The speech is Obama’s A More Perfect Union, which he only delivered when the Reverend Jeremiah Wright controversy blew up in the 2008 election. You may remember it as the speech where Obama said he could never disown Wright, before promptly throwing him under the bus.

What else is Harvard requiring freshmen to read? Let’s take a look.

John Leo of Minding the Campus has the story.
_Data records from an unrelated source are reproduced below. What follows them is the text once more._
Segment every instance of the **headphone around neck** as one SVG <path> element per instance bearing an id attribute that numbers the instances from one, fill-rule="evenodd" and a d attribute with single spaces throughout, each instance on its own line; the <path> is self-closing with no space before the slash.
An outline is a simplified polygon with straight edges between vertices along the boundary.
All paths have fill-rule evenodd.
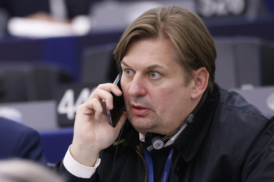
<path id="1" fill-rule="evenodd" d="M 204 104 L 208 94 L 208 92 L 206 90 L 203 94 L 202 98 L 193 111 L 188 115 L 186 119 L 178 127 L 178 129 L 172 132 L 167 135 L 148 133 L 146 135 L 145 137 L 145 141 L 147 146 L 149 146 L 147 149 L 149 151 L 156 149 L 159 150 L 170 145 L 178 138 L 183 131 L 186 127 L 188 124 L 191 123 L 193 121 L 195 115 L 200 110 Z M 173 136 L 168 141 L 167 140 L 169 137 Z"/>

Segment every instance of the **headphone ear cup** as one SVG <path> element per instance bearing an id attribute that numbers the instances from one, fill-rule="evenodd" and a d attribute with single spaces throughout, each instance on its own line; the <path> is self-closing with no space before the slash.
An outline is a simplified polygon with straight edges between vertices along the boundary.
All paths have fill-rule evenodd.
<path id="1" fill-rule="evenodd" d="M 145 142 L 148 146 L 152 145 L 154 149 L 160 149 L 165 145 L 164 142 L 162 140 L 164 136 L 160 134 L 148 133 L 145 136 Z"/>

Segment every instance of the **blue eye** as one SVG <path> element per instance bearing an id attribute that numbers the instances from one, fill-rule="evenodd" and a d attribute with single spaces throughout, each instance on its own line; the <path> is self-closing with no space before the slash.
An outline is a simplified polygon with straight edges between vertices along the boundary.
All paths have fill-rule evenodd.
<path id="1" fill-rule="evenodd" d="M 126 73 L 128 75 L 131 75 L 133 74 L 133 71 L 129 69 L 125 69 L 125 71 L 126 72 Z"/>
<path id="2" fill-rule="evenodd" d="M 161 74 L 155 71 L 152 71 L 149 75 L 151 78 L 158 78 L 161 76 Z"/>

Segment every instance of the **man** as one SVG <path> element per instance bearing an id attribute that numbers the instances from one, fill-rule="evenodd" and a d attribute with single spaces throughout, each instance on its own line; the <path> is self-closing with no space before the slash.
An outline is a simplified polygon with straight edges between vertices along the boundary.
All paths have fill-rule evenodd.
<path id="1" fill-rule="evenodd" d="M 0 159 L 18 158 L 45 165 L 40 136 L 21 124 L 0 117 Z"/>
<path id="2" fill-rule="evenodd" d="M 99 85 L 78 107 L 72 144 L 56 171 L 70 181 L 273 181 L 273 122 L 214 83 L 216 49 L 198 16 L 176 7 L 149 10 L 114 53 L 126 113 L 115 128 L 109 125 L 109 92 L 122 93 Z M 112 144 L 127 117 L 115 154 Z M 155 133 L 172 144 L 149 152 Z"/>

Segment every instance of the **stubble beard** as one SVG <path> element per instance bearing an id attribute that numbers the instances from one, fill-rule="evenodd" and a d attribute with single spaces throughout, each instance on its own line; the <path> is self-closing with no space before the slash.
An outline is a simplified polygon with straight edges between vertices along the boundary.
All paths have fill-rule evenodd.
<path id="1" fill-rule="evenodd" d="M 149 115 L 145 117 L 137 116 L 133 114 L 131 109 L 131 102 L 136 104 L 142 104 L 151 109 Z M 145 98 L 141 97 L 130 97 L 126 106 L 126 110 L 128 119 L 130 122 L 136 130 L 138 132 L 144 133 L 147 132 L 159 133 L 161 130 L 160 125 L 163 123 L 163 120 L 155 112 L 154 107 L 152 103 Z M 134 118 L 138 117 L 138 118 Z M 142 118 L 142 117 L 143 118 Z M 138 121 L 139 120 L 139 121 Z M 140 122 L 142 124 L 140 124 Z"/>

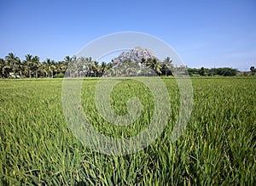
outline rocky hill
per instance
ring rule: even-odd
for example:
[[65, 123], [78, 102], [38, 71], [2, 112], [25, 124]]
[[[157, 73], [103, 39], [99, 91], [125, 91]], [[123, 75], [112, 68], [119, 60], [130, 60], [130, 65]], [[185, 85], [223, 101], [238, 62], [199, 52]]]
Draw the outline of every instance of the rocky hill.
[[143, 59], [147, 60], [148, 59], [156, 58], [154, 55], [154, 53], [149, 48], [143, 48], [140, 47], [136, 47], [133, 49], [130, 50], [129, 52], [123, 52], [121, 53], [119, 57], [114, 58], [112, 59], [113, 65], [119, 64], [125, 60], [131, 60], [134, 62], [141, 62]]

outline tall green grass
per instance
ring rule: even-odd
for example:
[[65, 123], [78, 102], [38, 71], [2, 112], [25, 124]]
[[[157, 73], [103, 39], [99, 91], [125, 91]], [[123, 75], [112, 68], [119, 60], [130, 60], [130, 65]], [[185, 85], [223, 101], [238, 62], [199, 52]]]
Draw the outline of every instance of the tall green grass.
[[[128, 127], [106, 122], [96, 110], [98, 79], [86, 79], [82, 106], [105, 135], [136, 135], [150, 121], [152, 94], [124, 81], [112, 93], [116, 113], [137, 96], [144, 106]], [[256, 159], [256, 79], [192, 78], [194, 107], [184, 133], [170, 142], [179, 111], [175, 79], [164, 78], [171, 111], [161, 136], [123, 156], [94, 152], [69, 129], [61, 105], [62, 81], [0, 81], [0, 185], [253, 185]], [[123, 101], [122, 101], [123, 100]]]

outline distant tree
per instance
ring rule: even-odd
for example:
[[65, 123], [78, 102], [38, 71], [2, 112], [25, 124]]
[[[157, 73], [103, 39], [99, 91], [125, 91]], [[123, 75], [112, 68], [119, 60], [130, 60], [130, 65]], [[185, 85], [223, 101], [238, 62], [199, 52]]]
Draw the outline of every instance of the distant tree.
[[31, 75], [32, 75], [32, 70], [33, 68], [33, 62], [32, 62], [32, 55], [31, 54], [26, 54], [25, 56], [25, 60], [24, 60], [24, 64], [26, 65], [26, 68], [28, 69], [29, 71], [29, 78], [31, 78]]
[[0, 77], [1, 78], [3, 77], [3, 67], [4, 67], [4, 59], [0, 59]]
[[39, 68], [39, 65], [40, 65], [40, 62], [39, 62], [39, 57], [38, 56], [34, 56], [32, 59], [32, 70], [35, 72], [36, 74], [36, 78], [38, 77], [38, 68]]
[[160, 75], [161, 72], [161, 66], [160, 65], [159, 61], [156, 59], [148, 59], [146, 62], [147, 66], [153, 70], [154, 70], [155, 73], [158, 75]]
[[165, 74], [166, 76], [167, 75], [172, 75], [172, 69], [173, 69], [173, 65], [172, 64], [172, 60], [170, 57], [167, 57], [164, 59], [161, 64], [161, 74]]
[[16, 70], [17, 64], [20, 62], [20, 58], [16, 57], [13, 53], [9, 53], [5, 56], [5, 65], [3, 67], [4, 76], [9, 77], [10, 72]]
[[204, 67], [201, 67], [199, 70], [199, 74], [202, 76], [206, 76], [206, 69]]

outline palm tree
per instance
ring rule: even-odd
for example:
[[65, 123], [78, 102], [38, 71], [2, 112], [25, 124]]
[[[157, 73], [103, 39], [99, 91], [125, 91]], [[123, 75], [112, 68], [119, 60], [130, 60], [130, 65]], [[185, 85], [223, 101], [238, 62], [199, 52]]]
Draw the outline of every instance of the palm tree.
[[173, 68], [173, 65], [172, 64], [172, 60], [167, 57], [164, 59], [162, 65], [161, 65], [161, 71], [165, 71], [166, 76], [167, 76], [167, 74], [172, 74], [172, 69]]
[[15, 70], [15, 65], [20, 60], [19, 57], [16, 57], [13, 53], [9, 53], [5, 56], [5, 65], [3, 68], [3, 74], [5, 74], [6, 76], [9, 76], [9, 73], [12, 70]]
[[50, 59], [47, 58], [45, 61], [47, 66], [47, 76], [53, 77], [54, 70], [55, 70], [55, 61], [51, 60]]
[[32, 55], [26, 54], [25, 56], [25, 58], [26, 58], [26, 59], [25, 59], [24, 63], [26, 64], [26, 65], [28, 68], [28, 70], [29, 70], [29, 78], [31, 78], [32, 70], [33, 68]]
[[36, 71], [36, 78], [38, 77], [38, 67], [39, 67], [39, 57], [34, 56], [32, 59], [32, 70]]
[[157, 74], [161, 74], [161, 66], [160, 65], [159, 61], [156, 59], [148, 59], [147, 60], [148, 67], [154, 70]]
[[0, 59], [0, 77], [1, 78], [3, 77], [3, 67], [4, 67], [4, 59]]

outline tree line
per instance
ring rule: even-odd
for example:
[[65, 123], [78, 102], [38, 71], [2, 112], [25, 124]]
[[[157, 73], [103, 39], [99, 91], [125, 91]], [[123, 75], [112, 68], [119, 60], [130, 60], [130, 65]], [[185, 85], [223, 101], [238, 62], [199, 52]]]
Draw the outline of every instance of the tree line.
[[[201, 69], [187, 68], [187, 66], [174, 66], [172, 60], [167, 57], [163, 61], [157, 59], [143, 59], [140, 62], [125, 60], [119, 64], [113, 61], [99, 63], [91, 57], [66, 56], [63, 60], [55, 61], [46, 59], [40, 61], [38, 56], [26, 54], [21, 60], [13, 53], [9, 53], [4, 59], [0, 59], [0, 78], [39, 78], [39, 77], [63, 77], [64, 75], [71, 77], [102, 76], [106, 72], [112, 76], [133, 76], [137, 69], [150, 69], [159, 76], [172, 76], [175, 73], [187, 70], [189, 76], [236, 76], [238, 70], [233, 68]], [[124, 71], [125, 70], [125, 71]], [[251, 67], [254, 71], [255, 68]], [[140, 71], [140, 70], [139, 70]], [[146, 72], [140, 71], [142, 76]]]

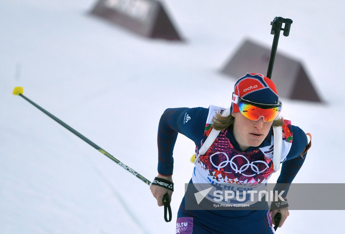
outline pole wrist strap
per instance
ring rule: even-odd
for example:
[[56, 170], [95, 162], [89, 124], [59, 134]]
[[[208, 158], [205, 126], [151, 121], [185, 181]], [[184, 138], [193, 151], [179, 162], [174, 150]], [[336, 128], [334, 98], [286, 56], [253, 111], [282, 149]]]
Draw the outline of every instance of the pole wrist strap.
[[155, 177], [155, 180], [152, 181], [151, 184], [160, 186], [174, 192], [174, 183], [167, 180]]
[[271, 207], [269, 209], [273, 211], [286, 208], [288, 206], [289, 204], [287, 203], [287, 200], [279, 202], [272, 202], [271, 203]]

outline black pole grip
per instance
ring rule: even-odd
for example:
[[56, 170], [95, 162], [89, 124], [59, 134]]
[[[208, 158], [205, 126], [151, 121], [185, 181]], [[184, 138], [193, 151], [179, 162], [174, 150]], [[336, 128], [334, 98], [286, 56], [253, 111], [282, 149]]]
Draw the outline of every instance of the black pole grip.
[[277, 231], [277, 228], [279, 226], [279, 223], [280, 222], [281, 219], [282, 219], [282, 213], [280, 212], [277, 212], [276, 215], [274, 216], [274, 221], [276, 222], [276, 224], [274, 225], [274, 227], [273, 227], [273, 228], [274, 228], [274, 231]]

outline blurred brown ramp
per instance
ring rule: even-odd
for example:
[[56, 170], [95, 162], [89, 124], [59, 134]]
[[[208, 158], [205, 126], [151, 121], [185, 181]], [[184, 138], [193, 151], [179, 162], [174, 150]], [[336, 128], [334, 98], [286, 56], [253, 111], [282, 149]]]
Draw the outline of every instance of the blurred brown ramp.
[[[270, 53], [270, 49], [246, 40], [221, 72], [237, 79], [247, 72], [266, 75]], [[277, 52], [272, 78], [279, 96], [292, 99], [322, 101], [303, 66], [296, 60]]]
[[90, 13], [145, 37], [182, 40], [158, 1], [100, 0]]

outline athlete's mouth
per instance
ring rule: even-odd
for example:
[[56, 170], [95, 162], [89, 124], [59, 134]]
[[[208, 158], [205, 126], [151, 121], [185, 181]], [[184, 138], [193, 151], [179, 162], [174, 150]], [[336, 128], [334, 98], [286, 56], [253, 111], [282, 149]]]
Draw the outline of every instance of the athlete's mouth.
[[261, 135], [262, 135], [262, 134], [257, 134], [257, 133], [251, 133], [251, 132], [250, 133], [250, 134], [253, 134], [254, 136], [261, 136]]

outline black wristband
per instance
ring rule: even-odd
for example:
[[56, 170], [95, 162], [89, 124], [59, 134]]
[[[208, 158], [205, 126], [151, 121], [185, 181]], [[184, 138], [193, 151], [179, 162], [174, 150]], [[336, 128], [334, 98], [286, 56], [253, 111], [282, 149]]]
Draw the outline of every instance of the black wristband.
[[155, 177], [151, 184], [162, 187], [174, 192], [174, 183], [168, 180]]
[[273, 211], [274, 210], [279, 210], [288, 207], [289, 204], [287, 204], [287, 200], [285, 200], [281, 202], [272, 202], [271, 203], [271, 207], [270, 210]]

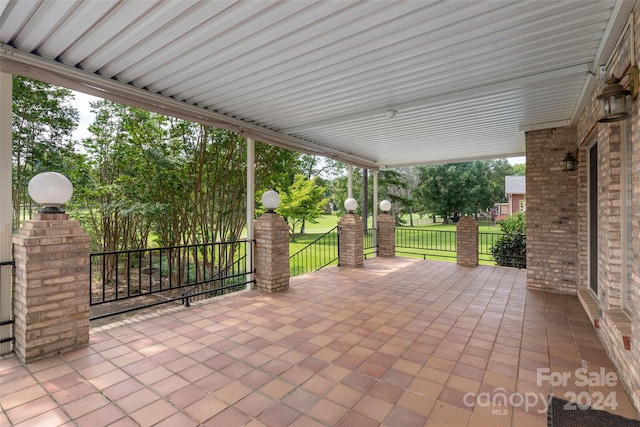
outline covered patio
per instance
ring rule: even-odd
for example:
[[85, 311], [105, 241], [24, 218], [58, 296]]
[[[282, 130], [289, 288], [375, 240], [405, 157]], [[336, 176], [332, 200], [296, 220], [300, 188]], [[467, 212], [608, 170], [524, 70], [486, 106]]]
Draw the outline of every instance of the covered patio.
[[550, 393], [636, 417], [617, 378], [578, 298], [525, 270], [374, 258], [2, 359], [0, 425], [545, 426]]

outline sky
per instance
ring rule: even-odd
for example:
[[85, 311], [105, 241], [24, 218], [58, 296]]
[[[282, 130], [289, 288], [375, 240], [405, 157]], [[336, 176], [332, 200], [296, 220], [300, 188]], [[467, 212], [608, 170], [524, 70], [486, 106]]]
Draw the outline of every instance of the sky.
[[[87, 95], [81, 92], [74, 92], [76, 97], [74, 101], [74, 106], [78, 109], [80, 113], [80, 124], [78, 128], [73, 133], [73, 138], [76, 141], [79, 141], [83, 138], [87, 138], [91, 136], [89, 133], [88, 127], [93, 122], [94, 115], [91, 113], [89, 107], [90, 102], [99, 101], [100, 98], [96, 98], [95, 96]], [[507, 159], [510, 164], [517, 165], [521, 163], [525, 163], [525, 157], [511, 157]]]

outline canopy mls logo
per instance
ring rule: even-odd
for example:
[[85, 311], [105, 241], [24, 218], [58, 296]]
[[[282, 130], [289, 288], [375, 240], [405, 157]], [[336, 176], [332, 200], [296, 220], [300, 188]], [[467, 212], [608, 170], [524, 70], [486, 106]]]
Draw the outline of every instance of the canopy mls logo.
[[[586, 366], [574, 371], [551, 371], [550, 368], [538, 368], [536, 370], [536, 385], [538, 387], [550, 386], [576, 388], [603, 388], [615, 387], [618, 384], [618, 376], [615, 372], [607, 372], [601, 367], [598, 371], [589, 371]], [[519, 408], [525, 412], [546, 413], [551, 404], [553, 393], [540, 392], [509, 392], [502, 387], [496, 387], [491, 392], [466, 393], [463, 397], [464, 404], [468, 407], [491, 408], [491, 415], [509, 415], [511, 408]], [[568, 402], [564, 409], [584, 410], [590, 407], [596, 409], [615, 410], [618, 407], [616, 392], [605, 393], [600, 390], [566, 391], [562, 396]]]

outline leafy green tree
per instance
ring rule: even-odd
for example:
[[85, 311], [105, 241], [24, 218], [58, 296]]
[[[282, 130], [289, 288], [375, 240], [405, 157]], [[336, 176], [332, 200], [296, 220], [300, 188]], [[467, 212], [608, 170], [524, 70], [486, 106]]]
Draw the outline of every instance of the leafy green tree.
[[14, 227], [35, 212], [27, 192], [29, 180], [40, 172], [69, 174], [79, 121], [71, 105], [73, 94], [26, 77], [13, 77], [13, 191]]
[[327, 199], [324, 197], [324, 188], [316, 184], [316, 179], [307, 179], [304, 175], [296, 175], [293, 184], [286, 190], [280, 192], [281, 202], [278, 213], [282, 215], [287, 224], [292, 239], [295, 236], [296, 228], [303, 221], [312, 224], [317, 223], [317, 219], [323, 213]]
[[442, 216], [478, 214], [504, 196], [504, 177], [511, 173], [506, 160], [450, 163], [418, 168], [419, 209]]
[[496, 264], [503, 267], [527, 268], [527, 229], [522, 212], [498, 223], [503, 233], [491, 248]]
[[526, 175], [527, 174], [527, 165], [524, 163], [520, 163], [512, 166], [513, 175]]

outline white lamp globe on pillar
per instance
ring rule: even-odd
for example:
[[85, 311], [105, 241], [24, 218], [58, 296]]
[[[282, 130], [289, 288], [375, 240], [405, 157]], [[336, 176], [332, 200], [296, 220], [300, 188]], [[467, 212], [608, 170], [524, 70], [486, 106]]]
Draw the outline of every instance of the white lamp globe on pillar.
[[73, 195], [73, 185], [69, 178], [58, 172], [42, 172], [29, 181], [29, 196], [42, 209], [40, 213], [64, 213], [60, 206]]
[[358, 202], [353, 197], [349, 197], [344, 201], [344, 208], [348, 213], [353, 213], [358, 208]]
[[275, 213], [275, 209], [280, 205], [280, 195], [273, 191], [265, 191], [262, 195], [262, 206], [267, 208], [267, 213]]

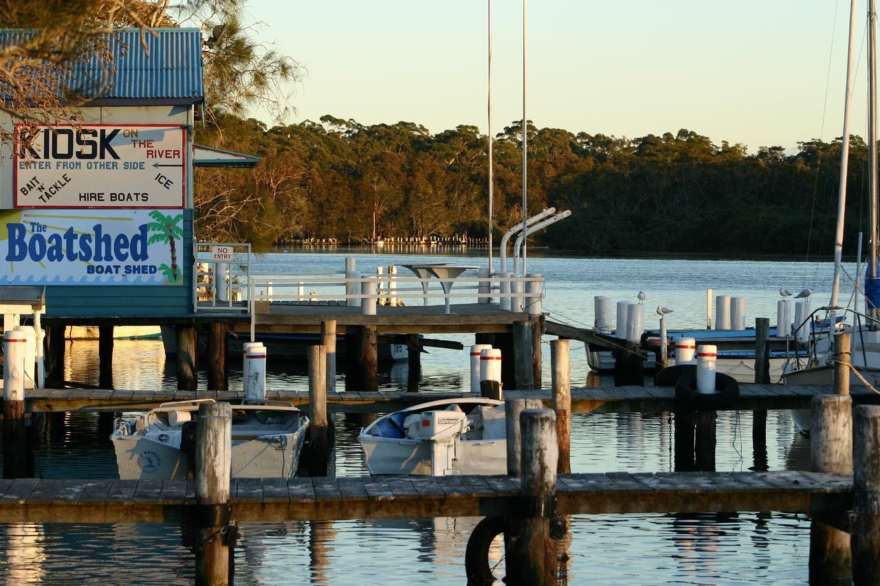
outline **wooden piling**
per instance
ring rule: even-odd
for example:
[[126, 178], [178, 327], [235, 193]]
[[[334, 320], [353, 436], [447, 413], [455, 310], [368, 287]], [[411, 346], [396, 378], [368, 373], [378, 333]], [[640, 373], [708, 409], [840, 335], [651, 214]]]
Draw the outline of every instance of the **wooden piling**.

Harvard Tells the Freshmen What to Read

Harry Lewis, a professor and former dean of Harvard College, wrote yesterday that the texts Harvard freshmen are reading this year “are more politically correct and less challenging than they used to be.” Yes, it would seem so. Here are this year’s readings:

A More Perfect Union, Barack Obama

Whistling Vivaldi , Claude M. Steele

Choosing the Color of My Collar, David Tebaldi ’10

Every Asian American I Know Is Smart, Frank H. Wu

Who Is the Surgeon? , Chris Barrett, GSAS ’12

Psalm, Wislawa Szymborska

Demographic Snapshot of the Harvard Class of 2016 

The first thing to note is that the inclusion of President Obama’s famous speech carries a political  and partisan weight this year that it would not have had last year or next. Lewis writes: “Was there really no alternative to including the Obama text as required reading for all freshmen, two months before the first election in which many of them will vote?”

Worse, this year’s texts give new Harvard students clear clues on what grievances they ought to feel and which class and racial resentments are deemed proper on this famous campus. And the emphasis on stereotypes is heavy: Claude Steele’s depiction of stereotype threat as a reason for lack of success by many qualified women and minorities; Frank Wu’s complaint that Asian-Americans are conventionally stereotyped as smart and successful; David Tebaldi’s discomfort as a black student of humble means at Harvard confronted by bewildering expectations and, yes, stereotypes; and Chris Barrett’s rambling complaint that people always think of surgeons as male and heterosexual.